- Food Aggregators such as Swiggy, Zomato & Uber Eats are planning to slash down the discount and focus on making more profits.
- Talking of cash burn, though, the histories of Zomato and Swiggy are not quite the same but due to discount, they have lost.
As we know it has been a difficult time for food aggregators such as Swiggy and Zomato, particularly since the #Logout campaign began, where a large number of hotels and restaurants from all over the country were logged out of such platforms to collectively reflect the heavy losses they suffered through such platforms.
Nonetheless, while all this was happening freshly, Zomato released its Gold delivery service, which provides customers benefits such as 1+ 1 on food orders, with a total discount being limited to? 300. Swiggy himself was not very docile. It has continuously spent a large sum in launching more of its cloud kitchens.
Today, however, we would like to make it known that the food supply market is beginning to show signs of a slowdown. It has shown enormous exponential growth in the number of orders for 18 months. This has led Swiggy, Zomato and Uber Eats, the top three competitors in this field, to cut discounts as the market is growing stagnant.
It was found that monthly growth dropped between August and October across the respective market, mainly due to a decline in consumer spending.
For Zomato, Swiggy and Uber Eats, the average daily orders are 1.82 million at the beginning of this year in January. This figure shot up to approximately 3 million in June. Since then, however, the numbers have not fluctuated greatly towards the higher side and in October the number of orders flattened between 3.2 million and 3.4 million.
Zomato delivers a daily order of 1.25 million. The numbers of Swiggy range from 1.4 to 1.6 million, while UberEats range from 0.4-0.6 million per day. Swiggy reported in May that it was attempting to increase repeat orders from India’s top 50 million users. However, this came at the risk of removing the order from others and not growing the market.
Commenting on this sluggish situation of orders on the food aggregator market, it is observed that order fluctuations were primarily influenced by increased weekend orders, discounts, city launches and growth led by exclusive tie-ups. A big factor also depends on changes in the season.

Source- Zomato
For example, due to festivals like Navratri, Dussehra, and Diwali, October reported a 1-2 percent increase in order numbers. All three players are expecting an increase in orders during the Christmas and New Year period, followed by a weak opening in January.

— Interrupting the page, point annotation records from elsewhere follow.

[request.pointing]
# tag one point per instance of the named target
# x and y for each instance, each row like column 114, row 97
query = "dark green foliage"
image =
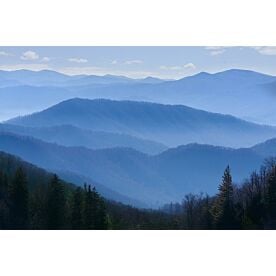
column 223, row 209
column 31, row 198
column 94, row 210
column 19, row 201
column 56, row 205
column 271, row 198
column 77, row 209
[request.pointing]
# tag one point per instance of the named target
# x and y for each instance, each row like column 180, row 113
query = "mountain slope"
column 241, row 93
column 171, row 125
column 73, row 136
column 153, row 180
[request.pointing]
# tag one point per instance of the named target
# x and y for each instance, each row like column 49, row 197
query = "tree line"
column 56, row 206
column 251, row 205
column 26, row 203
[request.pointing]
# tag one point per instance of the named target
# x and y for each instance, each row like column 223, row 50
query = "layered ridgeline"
column 153, row 180
column 32, row 198
column 68, row 135
column 242, row 93
column 171, row 125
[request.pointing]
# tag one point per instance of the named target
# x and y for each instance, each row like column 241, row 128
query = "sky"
column 139, row 62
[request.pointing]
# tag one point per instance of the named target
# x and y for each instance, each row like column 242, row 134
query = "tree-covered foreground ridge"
column 31, row 198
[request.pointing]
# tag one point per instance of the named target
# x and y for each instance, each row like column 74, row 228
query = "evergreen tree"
column 77, row 209
column 19, row 201
column 223, row 211
column 89, row 208
column 271, row 198
column 94, row 210
column 56, row 205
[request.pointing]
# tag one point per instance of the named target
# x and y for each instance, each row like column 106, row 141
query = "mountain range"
column 152, row 180
column 245, row 94
column 171, row 125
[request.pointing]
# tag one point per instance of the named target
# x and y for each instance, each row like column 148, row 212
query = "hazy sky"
column 164, row 62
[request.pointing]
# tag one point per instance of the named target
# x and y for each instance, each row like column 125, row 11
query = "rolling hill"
column 67, row 135
column 153, row 180
column 171, row 125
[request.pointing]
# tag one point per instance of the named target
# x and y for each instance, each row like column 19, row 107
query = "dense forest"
column 31, row 198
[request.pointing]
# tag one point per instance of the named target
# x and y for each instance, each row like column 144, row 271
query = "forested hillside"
column 31, row 198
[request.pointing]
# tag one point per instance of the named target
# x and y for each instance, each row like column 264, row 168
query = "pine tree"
column 56, row 205
column 223, row 210
column 77, row 209
column 94, row 210
column 19, row 201
column 89, row 209
column 271, row 197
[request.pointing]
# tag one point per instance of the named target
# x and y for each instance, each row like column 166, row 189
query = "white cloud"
column 133, row 61
column 216, row 50
column 29, row 66
column 266, row 50
column 29, row 55
column 188, row 66
column 5, row 54
column 45, row 59
column 78, row 60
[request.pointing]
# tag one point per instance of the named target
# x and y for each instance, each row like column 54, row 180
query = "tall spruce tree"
column 89, row 208
column 223, row 211
column 56, row 205
column 19, row 201
column 271, row 198
column 77, row 209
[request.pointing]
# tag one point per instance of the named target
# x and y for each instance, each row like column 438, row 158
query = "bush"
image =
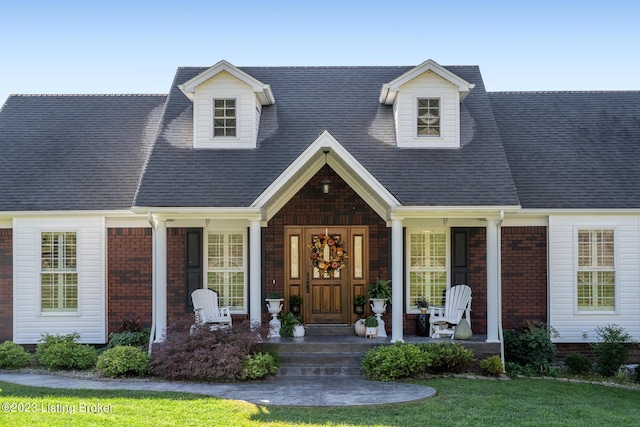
column 63, row 352
column 613, row 349
column 134, row 339
column 13, row 356
column 529, row 350
column 205, row 356
column 492, row 366
column 259, row 365
column 123, row 361
column 578, row 364
column 447, row 357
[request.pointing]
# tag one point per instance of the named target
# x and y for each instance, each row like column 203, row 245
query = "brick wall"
column 524, row 275
column 6, row 284
column 129, row 276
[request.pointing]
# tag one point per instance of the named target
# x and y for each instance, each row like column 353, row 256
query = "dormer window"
column 224, row 117
column 428, row 116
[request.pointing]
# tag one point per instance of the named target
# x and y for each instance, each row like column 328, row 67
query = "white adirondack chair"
column 456, row 305
column 207, row 312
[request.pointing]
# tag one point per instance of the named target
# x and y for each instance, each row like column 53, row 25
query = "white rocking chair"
column 456, row 305
column 207, row 313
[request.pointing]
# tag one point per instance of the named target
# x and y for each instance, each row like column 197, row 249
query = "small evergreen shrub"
column 613, row 349
column 63, row 352
column 391, row 362
column 259, row 365
column 13, row 356
column 492, row 366
column 578, row 364
column 134, row 339
column 205, row 356
column 447, row 357
column 529, row 350
column 122, row 361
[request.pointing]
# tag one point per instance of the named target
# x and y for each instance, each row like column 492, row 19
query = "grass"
column 519, row 402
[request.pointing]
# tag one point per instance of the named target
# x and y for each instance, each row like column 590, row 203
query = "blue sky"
column 135, row 46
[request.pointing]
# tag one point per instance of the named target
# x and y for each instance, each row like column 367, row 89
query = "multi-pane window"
column 224, row 117
column 58, row 272
column 428, row 116
column 596, row 270
column 427, row 267
column 226, row 268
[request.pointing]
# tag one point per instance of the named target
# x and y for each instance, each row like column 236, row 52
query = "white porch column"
column 493, row 278
column 160, row 279
column 397, row 272
column 255, row 278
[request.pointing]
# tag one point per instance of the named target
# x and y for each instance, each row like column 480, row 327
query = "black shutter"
column 194, row 263
column 459, row 256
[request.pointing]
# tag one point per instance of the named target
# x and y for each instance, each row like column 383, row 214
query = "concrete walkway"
column 323, row 391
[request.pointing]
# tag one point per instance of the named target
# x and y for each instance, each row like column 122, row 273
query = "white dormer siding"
column 405, row 111
column 240, row 99
column 224, row 86
column 444, row 92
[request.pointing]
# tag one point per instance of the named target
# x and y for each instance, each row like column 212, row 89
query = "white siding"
column 428, row 85
column 563, row 315
column 90, row 321
column 224, row 85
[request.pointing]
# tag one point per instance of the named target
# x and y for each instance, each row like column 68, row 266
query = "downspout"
column 153, row 287
column 500, row 332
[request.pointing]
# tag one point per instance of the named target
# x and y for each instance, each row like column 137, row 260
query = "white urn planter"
column 379, row 306
column 274, row 306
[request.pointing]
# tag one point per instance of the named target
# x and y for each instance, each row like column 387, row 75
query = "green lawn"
column 460, row 402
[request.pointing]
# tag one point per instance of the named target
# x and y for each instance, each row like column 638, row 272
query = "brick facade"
column 129, row 260
column 6, row 284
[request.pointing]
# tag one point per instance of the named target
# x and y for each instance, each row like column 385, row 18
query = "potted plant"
column 358, row 304
column 371, row 327
column 288, row 322
column 294, row 304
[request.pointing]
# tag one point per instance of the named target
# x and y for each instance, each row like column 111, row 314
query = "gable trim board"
column 494, row 165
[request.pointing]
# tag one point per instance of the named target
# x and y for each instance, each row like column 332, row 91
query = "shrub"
column 529, row 350
column 123, row 361
column 613, row 349
column 134, row 339
column 447, row 357
column 63, row 352
column 13, row 356
column 390, row 362
column 492, row 366
column 259, row 365
column 578, row 364
column 205, row 356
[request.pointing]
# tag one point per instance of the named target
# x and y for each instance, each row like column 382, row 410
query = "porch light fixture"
column 326, row 183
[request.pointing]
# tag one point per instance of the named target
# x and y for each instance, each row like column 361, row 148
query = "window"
column 428, row 116
column 427, row 267
column 226, row 268
column 224, row 117
column 596, row 270
column 58, row 272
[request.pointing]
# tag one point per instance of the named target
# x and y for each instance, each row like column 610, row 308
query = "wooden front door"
column 325, row 279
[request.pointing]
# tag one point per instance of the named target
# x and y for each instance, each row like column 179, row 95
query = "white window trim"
column 420, row 230
column 78, row 311
column 427, row 138
column 245, row 255
column 616, row 284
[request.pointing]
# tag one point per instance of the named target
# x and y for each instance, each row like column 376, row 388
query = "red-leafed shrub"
column 205, row 355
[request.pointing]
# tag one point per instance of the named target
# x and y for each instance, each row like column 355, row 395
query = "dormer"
column 426, row 106
column 227, row 103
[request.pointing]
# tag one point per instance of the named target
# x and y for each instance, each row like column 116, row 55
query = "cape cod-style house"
column 122, row 205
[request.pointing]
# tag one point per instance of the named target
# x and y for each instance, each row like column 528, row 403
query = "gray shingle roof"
column 83, row 152
column 343, row 101
column 572, row 150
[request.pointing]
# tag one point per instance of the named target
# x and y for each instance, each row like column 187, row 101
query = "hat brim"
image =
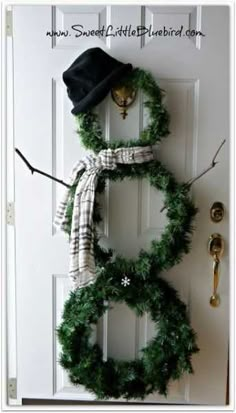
column 101, row 90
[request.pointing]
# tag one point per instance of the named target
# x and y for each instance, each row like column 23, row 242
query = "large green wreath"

A Swiggy spokesman said the company has grown to more than 500 cities in 40 cities over the past year.
The main focus at these firms is to reduce mounting losses and improve monetization, even if that comes at the cost of declining orders. Swiggy reported about 700,000 orders a day until September 2018, heroically doubling this figure in October to around 1.5 million orders a day. Around the same time, Zomato spent heavily on advertising and branding, while increasing around an equally aggressive rate in the same period, doubling the number of orders from 500,000 per day to 1,25 million per day.
Talking of cash burn, though, the histories of Zomato and Swiggy are not quite the same.
Zomato has cut its cash burn by more than half to less than $20 million a month from $45 million in March As for Swiggy, its cash burn in the food delivery business is about $30-35 million, even though it is trying its best to bring this number down.